Ich glaube, ich habe die Lösung für Stress entdeckt. Ist hier irgendjemand nicht gestresst? Nee, oder? Stress haben doch alle, manche sogar Burn-Out. Deswegen gehen wir zum Yoga, schreiben Tagebuch, meditieren, essen Gemüse und tun allerlei andere Dinge, die am Ende meistens nicht für weniger, sondern nur noch für mehr Stress sorgen. Aber damit ist jetzt Schluss, und zwar dank Ralph Lauren. Um das zu erklären, muss man etwas ausholen. Am Montagabend betrat Lauren – 78, Modedesigner, Milliardär, Untermieter des Central Parks und der Grund, dass in den Hamptons keiner nackt herumlaufen muss, mit anderen Worten: ein Mann, der es geschafft hat – den roten Teppich bei den CFDA-Awards in einem faszinierenden Outfit. Lauren, der eigentlich Lifshitz heißt und Sohn eines Anstreichers ist, trug obenrum einen schwarzen Doppelreiher mit weißem Hemd und schwarzer Fliege, untenrum aber, Achtung, ausgeblichene Jeans und limettengrüne Cross-Country-Turnschuhe. Er sah aus, als sei er vor der Preisverleihung zu spät von einer Wanderung durch den Grand Canyon zurück gekehrt und habe deshalb nur noch Zeit zum Überziehen von Hemd, Fliege und Sakko gehabt. Untenrum blieb er im Wanderoutfit.

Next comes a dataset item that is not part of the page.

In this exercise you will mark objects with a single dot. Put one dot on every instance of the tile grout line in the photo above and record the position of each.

Manche werden beim Anblick dieses Looks aufgeschrien haben. Ich finde ihn sensationell. Er erinnert mich an die für über Skype geführte Bewerbungsgespräche übliche Kleiderwahl: Weil der Jobkandidat dabei nur einen Ausschnitt seiner selbst in die Kamera halten muss, ist auch nur dieser der Kamera ausgesetzte Körperteil ordentlich angezogen. Der Rest trägt Unterhose. Auch in dem Spielfilm „Goodbye Lenin“ gibt es solch ein halbes Outfit zusehen, und zwar in jener Szene, in der Alex und Denis für Alex’ Mutter, die nicht wissen darf, dass die DDR abgeschafft ist, eine falsche DDR-Nachrichtensendung drehen. Denis mimt den Nachrichtensprecher, allerdings nur obenrum. Untenrum trägt er Boxershorts. Das kann man im Trailer bei Minute 1:37 sehr gut sehen.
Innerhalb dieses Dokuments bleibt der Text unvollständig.